Azure Kubernetes Fleet Manager and member clusters

This article provides a conceptual overview of fleets, member clusters, and hub clusters in Azure Kubernetes Fleet Manager (Fleet).

What are fleets?

A fleet resource acts as a grouping entity for multiple AKS clusters. You can use them to manage multiple AKS clusters as a single entity, orchestrate updates across multiple clusters, propagate Kubernetes resources across multiple clusters, and provide a single pane of glass for managing multiple clusters. You can create a fleet with or without a hub cluster.

A fleet consists of the following components:

This screenshot shows a diagram of the fleet resource, including the hub cluster agent and the member cluster agent.

  • fleet-hub-agent: A Kubernetes controller that creates and reconciles all the fleet-related custom resources (CRs) in the hub cluster.
  • fleet-member-agent: A Kubernetes controller that creates and reconciles all the fleet-related CRs in the member clusters. This controller pulls the latest CRs from the hub cluster and consistently reconciles the member clusters to match the desired state.

What are member clusters?

The MemberCluster represents a cluster-scoped API established within the hub cluster, serving as a representation of a cluster within the fleet. This API offers a dependable, uniform, and automated approach for multi-cluster applications to identify registered clusters within a fleet. It also facilitates applications in querying a list of clusters managed by the fleet or in observing cluster statuses for subsequent actions.
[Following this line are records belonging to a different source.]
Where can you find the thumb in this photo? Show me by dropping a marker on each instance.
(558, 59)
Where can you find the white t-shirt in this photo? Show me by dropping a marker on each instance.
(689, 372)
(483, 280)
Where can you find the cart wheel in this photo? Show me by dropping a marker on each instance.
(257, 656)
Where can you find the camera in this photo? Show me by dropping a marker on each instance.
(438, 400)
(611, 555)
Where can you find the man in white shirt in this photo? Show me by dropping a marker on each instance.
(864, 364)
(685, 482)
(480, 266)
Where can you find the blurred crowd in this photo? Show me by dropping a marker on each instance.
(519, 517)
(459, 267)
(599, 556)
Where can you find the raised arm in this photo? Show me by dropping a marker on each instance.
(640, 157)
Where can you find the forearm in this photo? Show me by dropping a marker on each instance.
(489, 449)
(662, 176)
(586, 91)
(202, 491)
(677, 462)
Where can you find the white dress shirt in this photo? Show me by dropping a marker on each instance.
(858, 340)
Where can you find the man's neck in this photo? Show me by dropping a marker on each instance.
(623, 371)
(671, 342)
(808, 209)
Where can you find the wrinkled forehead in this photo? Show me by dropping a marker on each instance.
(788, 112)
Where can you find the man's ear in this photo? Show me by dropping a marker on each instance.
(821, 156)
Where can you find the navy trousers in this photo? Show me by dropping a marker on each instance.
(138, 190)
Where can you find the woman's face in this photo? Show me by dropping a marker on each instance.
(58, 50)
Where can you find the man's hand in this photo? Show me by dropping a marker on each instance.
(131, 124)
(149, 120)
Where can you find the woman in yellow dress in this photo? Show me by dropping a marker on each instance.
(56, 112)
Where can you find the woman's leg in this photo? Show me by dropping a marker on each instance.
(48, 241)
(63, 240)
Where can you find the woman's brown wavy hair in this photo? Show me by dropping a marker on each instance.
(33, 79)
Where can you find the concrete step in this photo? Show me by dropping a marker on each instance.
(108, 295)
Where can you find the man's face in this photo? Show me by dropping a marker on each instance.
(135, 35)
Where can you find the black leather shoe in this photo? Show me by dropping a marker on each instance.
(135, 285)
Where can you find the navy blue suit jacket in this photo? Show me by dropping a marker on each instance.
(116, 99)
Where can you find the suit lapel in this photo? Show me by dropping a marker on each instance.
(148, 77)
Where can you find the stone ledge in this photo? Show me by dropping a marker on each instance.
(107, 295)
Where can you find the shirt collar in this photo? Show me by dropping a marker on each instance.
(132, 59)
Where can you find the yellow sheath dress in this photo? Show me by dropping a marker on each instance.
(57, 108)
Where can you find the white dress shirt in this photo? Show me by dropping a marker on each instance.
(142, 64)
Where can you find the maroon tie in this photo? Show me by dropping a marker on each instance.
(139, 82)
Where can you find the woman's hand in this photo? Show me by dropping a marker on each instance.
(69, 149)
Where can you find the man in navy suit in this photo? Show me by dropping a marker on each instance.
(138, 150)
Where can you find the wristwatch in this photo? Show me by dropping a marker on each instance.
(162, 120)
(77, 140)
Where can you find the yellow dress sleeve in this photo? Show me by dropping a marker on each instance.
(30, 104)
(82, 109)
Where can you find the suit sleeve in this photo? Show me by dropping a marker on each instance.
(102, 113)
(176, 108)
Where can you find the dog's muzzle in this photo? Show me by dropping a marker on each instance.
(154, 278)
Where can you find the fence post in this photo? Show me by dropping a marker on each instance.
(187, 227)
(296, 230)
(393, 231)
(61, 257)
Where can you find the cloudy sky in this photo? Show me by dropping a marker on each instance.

You can join Azure Kubernetes Service (AKS) clusters to a fleet as member clusters. Member clusters must reside in the same Microsoft Entra tenant as the fleet, but they can be in different regions, different resource groups, and/or different subscriptions.

Taints

Member clusters support the specification of taints, which apply to the MemberCluster resource. Each taint object consists of the following fields:

  • key: The key of the taint.
  • value: The value of the taint.
  • effect: The effect of the taint, such as NoSchedule.

Once a MemberCluster is tainted, it lets the scheduler know that the cluster shouldn't receive resources as part of the resource propagation from the hub cluster. The NoSchedule effect is a signal to the scheduler to avoid scheduling resources from a ClusterResourcePlacement to the MemberCluster.

For more information, see the upstream Fleet documentation.

What is a hub cluster (preview)?

Important

Azure Kubernetes Fleet Manager preview features are available on a self-service, opt-in basis. Previews are provided "as is" and "as available," and they're excluded from the service-level agreements and limited warranty. Azure Kubernetes Fleet Manager previews are partially covered by customer support on a best-effort basis. As such, these features aren't meant for production use.

Certain scenarios of fleet such as update runs don't require a Kubernetes API and thus don't require a hub cluster. Fleet can be created without the hub cluster for such scenarios. In this mode, Fleet just acts as a grouping entity in Azure Resource Manager.

For other scenarios such as Kubernetes resource propagation, a hub cluster is required. This hub cluster is a special AKS cluster whose lifecycle (creation, upgrades, deletion) is managed by the fleet resource. Any Kubernetes objects provided to the hub cluster are only stored as configurations on this cluster. Pod creation is disabled on this locked down hub cluster. Thus Fleet doesn't allow running any user workloads on the hub cluster and instead only allows using hub cluster for storing configurations that need to be propagated to other clusters or configurations that control cross-cluster orchestration.

The following table lists the differences between a fleet without hub cluster and a fleet with hub cluster:

Feature dimension Without hub cluster With hub cluster (preview)
Hub cluster hosting (preview)
Member cluster limit Up to 100 clusters Up to 20 clusters
Update orchestration across multiple clusters
Kubernetes resource object propagation (preview)
Multi-cluster L4 load balancing (preview)

Upon the creation of a fleet, a hub cluster is automatically created in the same subscription as the fleet under a managed resource group named as FL_*.

To improve reliability, hub clusters are locked down by denying any user initiated mutations to the corresponding AKS clusters (under the Fleet-managed resource group FL_*) and their underlying Azure resources like VMs (under the AKS-managed resource group MC_FL_*) via Azure deny assignments.

Hub clusters are exempted from Azure policies to avoid undesirable policy effects upon hub clusters.

Billing

The fleet resource without hub cluster is currently free of charge. If your fleet contains a hub cluster, the hub cluster is a standard tier AKS cluster created in the fleet subscription and paid by you.

FAQs

Can I change a fleet without hub cluster to a fleet with hub cluster?

Not during hub cluster preview. This is planned to be supported once hub clusters become generally available.